Comme on le voit, si le choix du type de messages que chaque groupe de contrôleurs peut envoyer est finalement assez restreint, il couvre toutefois l’ensemble des besoins les plus habituels, et la gestion des banques s’avère très astucieuse, à l’image de celle des zones de splits décrite plus haut.
Presets et paramètres
Et puisque nous parlons de paramétrages, il est temps de plonger un peu plus avant dans les possibilités que nous offrent les claviers Code en la matière, et notamment en ce qui concerne la gestion des presets. Ceux-ci sont au nombre de 12, ni plus ni moins, mais ils peuvent être sauvegardés sur un ordinateur. Toutefois, il est ici important de signaler qu’il n’existe pas, en tous cas pour l’instant, de logiciel dédié à cette fonction, comme on peut en trouver pour la plupart des appareils de la concurrence.

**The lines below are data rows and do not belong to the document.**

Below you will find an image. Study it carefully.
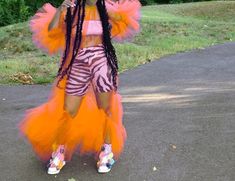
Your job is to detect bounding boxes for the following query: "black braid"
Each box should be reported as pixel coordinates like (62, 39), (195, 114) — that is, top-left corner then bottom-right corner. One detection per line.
(57, 0), (86, 86)
(96, 0), (118, 89)
(57, 8), (72, 80)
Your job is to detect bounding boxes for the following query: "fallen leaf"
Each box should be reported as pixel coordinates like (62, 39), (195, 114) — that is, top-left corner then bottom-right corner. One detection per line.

Il en va de même pour la configuration du clavier, qui ne pourra s’effectuer exclusivement que sur l’appareil lui-même. C’est à mon sens un choix à double tranchant. S’il peut en effet être agréable de ne pas être obligé de passer par un logiciel tiers qui, bien souvent, oblige à quitter l’application que l’on est en train d’utiliser pour accéder aux ports MIDI de l’appareil, il peut être parfois moins intuitif pour certaines personnes d’effectuer les réglages voulus via des contrôleurs physiques que via l’écran d’ordi et la souris.
Pour en revenir à la sauvegarde des presets, précisons qu’en l’absence d’un logiciel de gestion dédié, il faudra passer par l’envoi d’un fichier SysEx regroupant l’ensemble des paramètres du clavier vers un soft autorisant la gestion de ces messages. Sur PC, Midi-OX fait parfaitement l’affaire, et sur Mac l’on trouve notamment SysEx Librarian – tous deux étant bien entendu totalement gratuits.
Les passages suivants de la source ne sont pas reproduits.